Sanctions have also become an important form of internal rule for the EU. The deluge of sanctions currently being poured over the heads of the Russian people — and, by extension, workers in Europe and the US already struggling with the cost of living — sets a further dangerous precedent after the economic punishment beating that the Troika doled out to the Greek people. From arms proliferation to surveillance, censorship, and sanctions, Western powers are building up a formidable arsenal that they can deploy at home and abroad.


The EU and NATO are not meaningfully separable entities, as some on the European left who embraced the first but not the second once liked to claim (a dwindling number now in any case, as many Europhiles are predictably turning NATO-phile). The EU, NATO, the United States, and other parts of the empire’s transnational infrastructure, such as the International Monetary Fund, have moved in tandem across the continent.

All of these institutions invested themselves in Ukrainian society over the course of many years, with increasing intensity after 2014. US loans came with NATO training exercises on Ukrainian soil and the neoliberal restructuring of the Ukrainian economy. The origins of the present conflict lie in the tug-of-war between history’s most powerful empire and a regional power exerting influence on its “near abroad.”

This geostrategic competition will drive more wars, and not only in Europe. The glut of new weapons paid for by increased military budgets will be heading into Africa and Asia, where NATO has fought wars far from the borders of many of its member states. They will also be heading into Latin America through the channels of US power, and who knows where else.

Who Rules?

eu nato flag

The Left’s failure to understand the European question cost it the opportunity to shape the constitutional and political conflicts that gripped the British state during the second half of the 2010s. There has rightly been much criticism of the People’s Vote campaign to overturn the 2016 Leave vote.
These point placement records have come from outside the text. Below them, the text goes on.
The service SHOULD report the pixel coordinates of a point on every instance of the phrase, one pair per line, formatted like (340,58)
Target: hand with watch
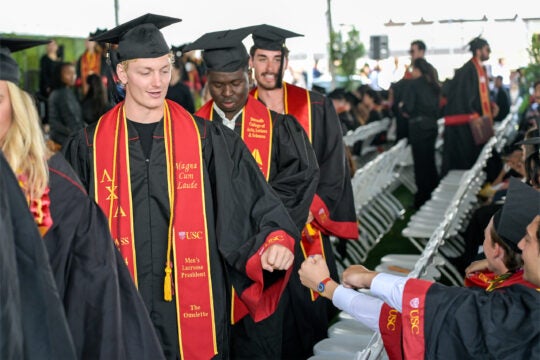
(315,275)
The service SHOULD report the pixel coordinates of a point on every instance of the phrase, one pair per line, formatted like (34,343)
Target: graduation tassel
(167,286)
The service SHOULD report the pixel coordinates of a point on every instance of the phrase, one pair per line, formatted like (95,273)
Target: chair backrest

Its elitist character and contempt for millions of working-class voters, many of whom decamped from Labour in the 2019 election, is hardly in dispute today.

But this critical consensus could obscure more serious failings in the approach of the British and European left to transnational institutions. By 2016, it was already apparent that existential questions about the class nature of the EU, its relationship to the British state, and the place of those structures in the world order were of little interest to many activists and left-wing thinkers.

After the referendum, a stress on electoral calculations for a left-led Labour Party — which turned out to be badly misjudged — and dark warnings about the danger of economic collapse and reactionary violence in the event of Britain’s departure from the EU quickly supplanted reasoned debate. What remains is the strange feeling that, for all the years of rancour, we never really got around to talking about the EU.

Any future mass movement or democratic upsurge of any kind will have to confront the EU, NATO, and US power. This power complex will be an implacable and dangerous enemy. After so many years of repression, chaotic misrule, and now war, there can be no more room for innocence and fantasies.

Perhaps some on the radical left imagine we can have a social transformation devoid of politics, with workplaces and communities as the site of struggle rather than obscure international treaties that few people spend much time thinking about. However, there is no dividing wall between sanctions and the cost of living, arms spending and welfare spending, war propaganda and the rights of speech and assembly.

Most importantly, there can never be any justification for a failure to address that question: Who rules? The answer should never be remote elites who make up rules on the hoof, generals and diplomats operating behind closed doors, and the empire across the Atlantic Ocean.